According to dermatologist, and SBS faculty member Dr. Diane Berson, who presented “A New Cosmeceutical for Estrogen Deficient Skin” at the American Academy of Dermatology’s (AAD) 2019 spring meeting, the solution is a topical agent which mimics estrogen action without systemic side effects. Recently, a new cosmeceutical agent has appeared on the market with the potential to benefit estrogen-deficient skin and mitigate unwanted consequences – methyl estradiolpropanoate.

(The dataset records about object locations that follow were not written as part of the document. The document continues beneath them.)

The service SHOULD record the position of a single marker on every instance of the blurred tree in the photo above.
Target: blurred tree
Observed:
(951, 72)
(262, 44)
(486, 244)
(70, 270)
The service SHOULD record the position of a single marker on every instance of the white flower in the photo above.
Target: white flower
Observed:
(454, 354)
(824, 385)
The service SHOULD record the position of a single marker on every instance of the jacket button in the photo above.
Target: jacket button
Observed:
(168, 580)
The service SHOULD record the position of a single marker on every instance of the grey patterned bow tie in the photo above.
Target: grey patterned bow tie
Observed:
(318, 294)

Methyl Estradiolpropanoate Treatment
The non-hormonal estrogen receptor agonist methyl estradiolpropanoate (MEP) interacts with estrogen receptors on the surface of cells, stimulating collagen and elastin production and increasing hydration of the dermis. Unlike estradiol, MEP enters the bloodstream as an inactive metabolite and exits the body without absorption, providing the benefits of estrogen-based products with none of the associated side effects.
Carrying none of the potential risks of a hormone-based therapy, MEP may soon become a patient preferred treatment option. Currently, manufacturing companies are developing MEP technology to become widely accessible and beneficial, hoping to pave the way for non-hormonal treatments for estrogen-deficient skin.

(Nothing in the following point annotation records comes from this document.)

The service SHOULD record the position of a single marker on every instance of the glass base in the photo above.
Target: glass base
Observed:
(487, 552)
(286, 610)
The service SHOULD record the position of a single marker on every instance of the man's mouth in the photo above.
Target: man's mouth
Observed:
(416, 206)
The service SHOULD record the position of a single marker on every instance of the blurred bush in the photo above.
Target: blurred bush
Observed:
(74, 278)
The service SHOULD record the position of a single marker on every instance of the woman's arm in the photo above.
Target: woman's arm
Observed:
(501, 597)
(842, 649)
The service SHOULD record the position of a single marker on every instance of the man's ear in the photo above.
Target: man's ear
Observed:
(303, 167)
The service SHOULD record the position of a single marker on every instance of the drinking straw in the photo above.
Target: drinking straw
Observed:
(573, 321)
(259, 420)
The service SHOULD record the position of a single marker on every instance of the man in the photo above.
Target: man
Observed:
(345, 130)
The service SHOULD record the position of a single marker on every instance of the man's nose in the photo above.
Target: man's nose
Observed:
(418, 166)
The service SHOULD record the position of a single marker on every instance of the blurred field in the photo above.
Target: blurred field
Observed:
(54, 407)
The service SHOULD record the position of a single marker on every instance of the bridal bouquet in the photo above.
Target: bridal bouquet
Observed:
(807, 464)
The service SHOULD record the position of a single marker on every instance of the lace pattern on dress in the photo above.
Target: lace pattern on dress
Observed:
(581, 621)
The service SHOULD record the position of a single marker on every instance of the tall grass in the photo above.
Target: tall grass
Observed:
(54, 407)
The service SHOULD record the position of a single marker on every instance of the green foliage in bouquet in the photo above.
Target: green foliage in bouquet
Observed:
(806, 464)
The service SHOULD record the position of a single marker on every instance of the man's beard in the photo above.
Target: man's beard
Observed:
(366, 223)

Safety and Efficacy of Topical MEP
Studies have shown that MEP can significantly improve menopause-related skin symptoms. A double-blind, randomized pilot study examined the efficacy and tolerability of topical MEP as an anti-aging cosmeceutical in women who had not undergone hormone replacement therapy. In the safety study, a cohort of 40 amenorrheic women applied an MEP product to the face twice daily for 14 weeks. Blood samples were taken at baseline and 12 weeks into the study to evaluate MEP and inactive metabolite measures. At week 12, only one of the participants had inactive metabolite levels above the quantifiable limit while no adverse effects were reported and patients rated product tolerability as “excellent.”

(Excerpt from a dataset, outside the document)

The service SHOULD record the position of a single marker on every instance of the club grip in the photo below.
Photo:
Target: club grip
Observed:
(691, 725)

Investigators then examined a cohort of 60 amenorrheic women with no hormone replacement therapy history in the efficacy study. Patients applied the MEP product twice daily for 14 weeks, at which point researchers found statistically significant improvement from baseline in dryness, laxity, atrophy, and dullness. The study revealed that MEP technology can be a safe and effective novel treatment with estrogen-mimicking cutaneous effects in postmenopausal women.
Increasingly, the patient population is expected to comprise a larger proportion of women after menopause. A growing aging population will shift treatment demands, as evidenced by the development of new post-menopausal therapies. As such, dermatologists will be tasked with treating estrogen-deficient skin in hopes of mitigating unwanted signs of aging while evading adverse effects. The forthcoming MEP technology and products implicate promise of optimized treatment options, with the potential to reverse symptoms in estrogen-deficient skin without hormonal side effects.